How can I pass a flowfile attribute to a controller service?

classic Classic list List threaded Threaded
6 messages Options
RP
Reply | Threaded
Open this post in threaded view
|

How can I pass a flowfile attribute to a controller service?

RP
Hi Team,

Following are the combination of processors that I am using:-

GetFile + SplitText + ExtractText + UpdateAttribute + ExecuteSQL +
ConvertAvroToJson + PutFile

Basically,I have a properties file which contains 5 comma separated values
that are required by the 'DBCPConnectionPool' controller service to
establish connection with the database. Here is the content of my
properties file:-

jdbc:mysql://localhost:3306/test,com.mysql.jdbc.Driver,C:\Program
Files\MySQL\mysql-connector.jar,root,root

Now, I am extracting the values from this properties file and storing them
in manually created properties.I am using this regex to store that values
into attributes using ExtractText.

ExtractedData: (.*)

Then use updateAttribute processor to manually add 5 properties and get
their values from the properties file like below:

connectionURL  : ${ExtractedData:getDelimitedField(1)}
driverClass    : ${ExtractedData:getDelimitedField(2)}
driverLocation : ${ExtractedData:getDelimitedField(3)}
user           : ${ExtractedData:getDelimitedField(4)}
password       : ${ExtractedData:getDelimitedField(5)}

So, by now the attributes have got their values from the properties file
and thus following values stored in them:

connectionURL  : jdbc:mysql://localhost:3306/test
driverClass    : com.mysql.jdbc.Driver
driverLocation : C:\Program Files\MySQL\mysql-connector.jar
user           : root
password       : root

Finally, Here is what I am trying to achieve. I am trying to use these
above 5 attributes in the DBCPConnectionPool Controller Service like this:

 Database Connection URL     : ${connectionURL}
 Database Driver Class       : ${driverClass}
 Database Driver Location(s) : ${driverLocation}
 Database User               : ${user}
 Password                    : ${password}

But I am unable to establish the connection and I am getting the error
'Cannot create PoolableConnectionFactory'. It seems that the controller
service is unable to read the value from the attributes. How can I pass a
flowfile attribute to a controller service?


RP
Reply | Threaded
Open this post in threaded view
|

Re: How can I pass a flowfile attribute to a controller service?

Andy LoPresto-2
Hi Rishab,

Someone asked a similar question and I answered it on Stack Overflow [1]. The long and short of it is while the DBCPControllerService properties support expression language, they do not have access to flowfile attributes, because the expression language is evaluated on controller service enable, not per-flowfile being operated on in a processor. This is the idea behind the separation of concerns with controller services and processors. 

If the configuration values are simply different per-environment, I would recommend you use the Variable Registry [2] or environment variables to hold those values and read them when the controller service is enabled. 

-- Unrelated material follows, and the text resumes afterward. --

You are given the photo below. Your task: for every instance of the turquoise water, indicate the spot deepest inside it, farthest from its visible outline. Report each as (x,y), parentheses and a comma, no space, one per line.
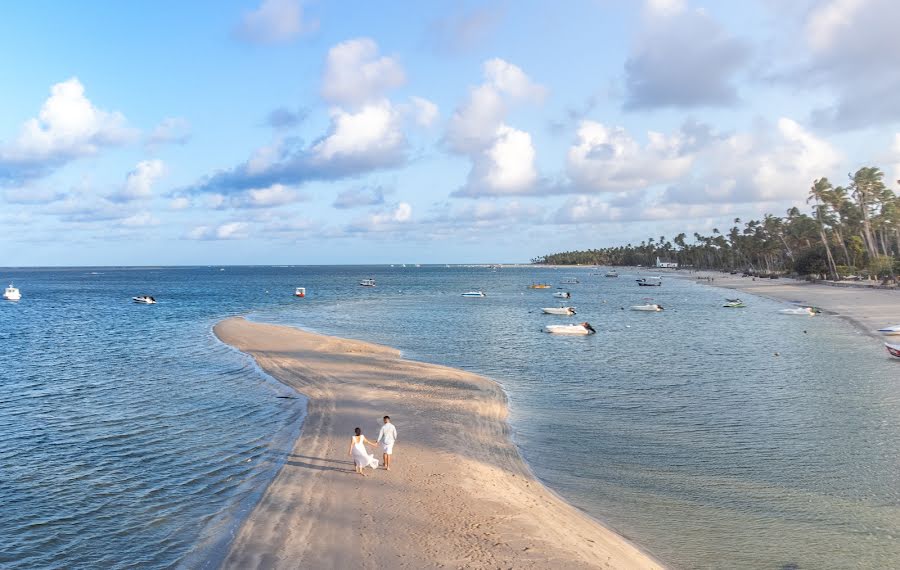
(714,438)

If for some reason the values are different per-flowfile, I think you will need to explore other options (primarily, re-organizing your dataflow) as described in the linked answer. 



Andy LoPresto
PGP Fingerprint: 70EC B3E5 98A6 5A3F D3C4  BACE 3C6E F65B 2F7D EF69

On Apr 10, 2018, at 3:45 AM, Rishab Prasad <[hidden email]> wrote:

Hi Team,

Following are the combination of processors that I am using:-

GetFile + SplitText + ExtractText + UpdateAttribute + ExecuteSQL +
ConvertAvroToJson + PutFile

Basically,I have a properties file which contains 5 comma separated values
that are required by the 'DBCPConnectionPool' controller service to
establish connection with the database. Here is the content of my
properties file:-

jdbc:mysql://localhost:3306/test,com.mysql.jdbc.Driver,C:\Program
Files\MySQL\mysql-connector.jar,root,root

Now, I am extracting the values from this properties file and storing them
in manually created properties.I am using this regex to store that values
into attributes using ExtractText.

ExtractedData: (.*)

Then use updateAttribute processor to manually add 5 properties and get
their values from the properties file like below:

connectionURL  : ${ExtractedData:getDelimitedField(1)}
driverClass    : ${ExtractedData:getDelimitedField(2)}
driverLocation : ${ExtractedData:getDelimitedField(3)}
user           : ${ExtractedData:getDelimitedField(4)}
password       : ${ExtractedData:getDelimitedField(5)}

So, by now the attributes have got their values from the properties file
and thus following values stored in them:

connectionURL  : jdbc:mysql://localhost:3306/test
driverClass    : com.mysql.jdbc.Driver
driverLocation : C:\Program Files\MySQL\mysql-connector.jar
user           : root
password       : root

Finally, Here is what I am trying to achieve. I am trying to use these
above 5 attributes in the DBCPConnectionPool Controller Service like this:

Database Connection URL     : ${connectionURL}
Database Driver Class       : ${driverClass}
Database Driver Location(s) : ${driverLocation}
Database User               : ${user}
Password                    : ${password}

But I am unable to establish the connection and I am getting the error
'Cannot create PoolableConnectionFactory'. It seems that the controller
service is unable to read the value from the attributes. How can I pass a
flowfile attribute to a controller service?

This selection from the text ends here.